I have a table like following Qubole:
use dm;
CREATE EXTERNAL TABLE IF NOT EXISTS fact (
id string,
fact_attr struct<
attr1 : String,
attr2 : String
>
)
STORED AS PARQUET
LOCATION 's3://my-bucket/DM/fact'
I have created parallel table in Snowflake like following:
CREATE TABLE IF NOT EXISTS dm.fact (
id string,
fact_attr variant
)
My ETL process loads the data into qubole table like:
+------------+--------------------------------+
| id | fact_attr |
+------------+--------------------------------+
| 1 | {"attr1": "a1", "attr2": "a2"} |
| 2 | {"attr1": "a3", "attr2": null} |
+------------+--------------------------------+
I am trying to sync this data to snowflake using Merge command, like
MERGE INTO DM.FACT dst USING %s src
ON dst.id = src.id
WHEN MATCHED THEN UPDATE SET
fact_attr = parse_json(src.fact_attr)
WHEN NOT MATCHED THEN INSERT (
id,
fact_attr
) VALUES (
src.id,
parse_json(src.fact_attr)
);
I am using PySpark to sync the data:
df.write \
.option("sfWarehouse", sf_warehouse) \
.option("sfDatabase", sf_database) \
.option("sfSchema", sf_schema) \
.option("postactions", query) \
.mode("overwrite") \
.snowflake("snowflake", sf_warehouse, sf_temp_table)

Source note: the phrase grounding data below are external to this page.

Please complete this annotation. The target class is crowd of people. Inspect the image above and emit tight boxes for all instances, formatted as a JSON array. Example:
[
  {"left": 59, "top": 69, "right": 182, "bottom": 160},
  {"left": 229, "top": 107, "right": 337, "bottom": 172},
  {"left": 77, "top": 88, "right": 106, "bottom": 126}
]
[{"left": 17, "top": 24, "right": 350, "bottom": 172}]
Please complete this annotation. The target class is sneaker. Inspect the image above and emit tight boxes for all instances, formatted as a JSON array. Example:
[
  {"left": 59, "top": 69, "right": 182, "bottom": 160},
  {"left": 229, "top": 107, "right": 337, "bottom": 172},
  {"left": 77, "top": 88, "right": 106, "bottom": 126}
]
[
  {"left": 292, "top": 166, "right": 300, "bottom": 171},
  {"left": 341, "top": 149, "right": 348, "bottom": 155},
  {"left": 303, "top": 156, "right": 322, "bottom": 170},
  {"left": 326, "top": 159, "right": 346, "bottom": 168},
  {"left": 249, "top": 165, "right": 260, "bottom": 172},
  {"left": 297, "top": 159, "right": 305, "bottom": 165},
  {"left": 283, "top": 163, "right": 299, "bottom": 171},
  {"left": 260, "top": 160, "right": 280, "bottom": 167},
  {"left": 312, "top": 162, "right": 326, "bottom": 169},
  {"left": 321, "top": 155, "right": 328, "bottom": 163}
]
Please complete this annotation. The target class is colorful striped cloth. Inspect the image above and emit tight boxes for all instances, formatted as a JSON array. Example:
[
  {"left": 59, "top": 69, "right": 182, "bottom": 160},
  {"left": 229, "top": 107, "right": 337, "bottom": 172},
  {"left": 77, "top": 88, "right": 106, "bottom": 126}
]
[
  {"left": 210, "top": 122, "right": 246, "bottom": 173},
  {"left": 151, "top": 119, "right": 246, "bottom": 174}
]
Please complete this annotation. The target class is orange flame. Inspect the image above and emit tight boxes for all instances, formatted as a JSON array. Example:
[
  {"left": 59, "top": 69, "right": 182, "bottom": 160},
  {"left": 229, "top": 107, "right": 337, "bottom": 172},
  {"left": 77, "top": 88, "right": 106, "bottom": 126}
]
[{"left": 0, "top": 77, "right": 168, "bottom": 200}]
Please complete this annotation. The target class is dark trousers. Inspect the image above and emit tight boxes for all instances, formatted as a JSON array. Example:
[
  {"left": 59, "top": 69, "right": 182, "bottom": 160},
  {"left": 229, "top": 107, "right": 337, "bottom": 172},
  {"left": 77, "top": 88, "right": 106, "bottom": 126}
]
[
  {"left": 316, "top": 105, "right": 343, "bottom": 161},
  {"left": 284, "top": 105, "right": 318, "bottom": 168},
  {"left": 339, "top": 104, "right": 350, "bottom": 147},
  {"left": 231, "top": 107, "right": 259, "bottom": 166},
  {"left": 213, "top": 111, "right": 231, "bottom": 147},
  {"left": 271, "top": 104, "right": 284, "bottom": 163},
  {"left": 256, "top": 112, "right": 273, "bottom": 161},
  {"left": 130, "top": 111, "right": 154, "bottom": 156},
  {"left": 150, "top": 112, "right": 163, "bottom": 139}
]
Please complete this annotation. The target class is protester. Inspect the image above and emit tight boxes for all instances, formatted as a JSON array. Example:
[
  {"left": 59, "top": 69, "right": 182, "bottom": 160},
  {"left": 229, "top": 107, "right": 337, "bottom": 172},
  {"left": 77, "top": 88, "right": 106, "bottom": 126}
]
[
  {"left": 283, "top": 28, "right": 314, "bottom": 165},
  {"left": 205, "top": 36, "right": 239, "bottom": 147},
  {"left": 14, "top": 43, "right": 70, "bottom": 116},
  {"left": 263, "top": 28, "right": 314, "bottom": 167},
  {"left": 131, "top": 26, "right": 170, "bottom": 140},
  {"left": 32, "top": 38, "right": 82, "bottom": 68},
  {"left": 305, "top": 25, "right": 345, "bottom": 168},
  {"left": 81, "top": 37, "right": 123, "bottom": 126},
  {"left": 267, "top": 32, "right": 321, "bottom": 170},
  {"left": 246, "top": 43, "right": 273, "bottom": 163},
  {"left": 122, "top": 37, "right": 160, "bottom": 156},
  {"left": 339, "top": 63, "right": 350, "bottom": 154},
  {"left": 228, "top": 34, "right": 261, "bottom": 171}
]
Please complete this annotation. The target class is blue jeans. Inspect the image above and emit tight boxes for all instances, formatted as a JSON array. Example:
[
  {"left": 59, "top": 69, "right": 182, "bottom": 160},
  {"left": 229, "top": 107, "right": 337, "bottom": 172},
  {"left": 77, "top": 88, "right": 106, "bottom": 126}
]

With above command I am getting following error:
pyspark.sql.utils.IllegalArgumentException: u"Don't know how to save StructField(fact_attr,StructType(StructField(attr1,StringType,true), StructField(attr2,StringType,true)),true) of type attributes to Snowflake"
I have read through following links but no success:
Question:
How can I insert/sync data from Qubole Hive table which has STRUCT field to snowflake?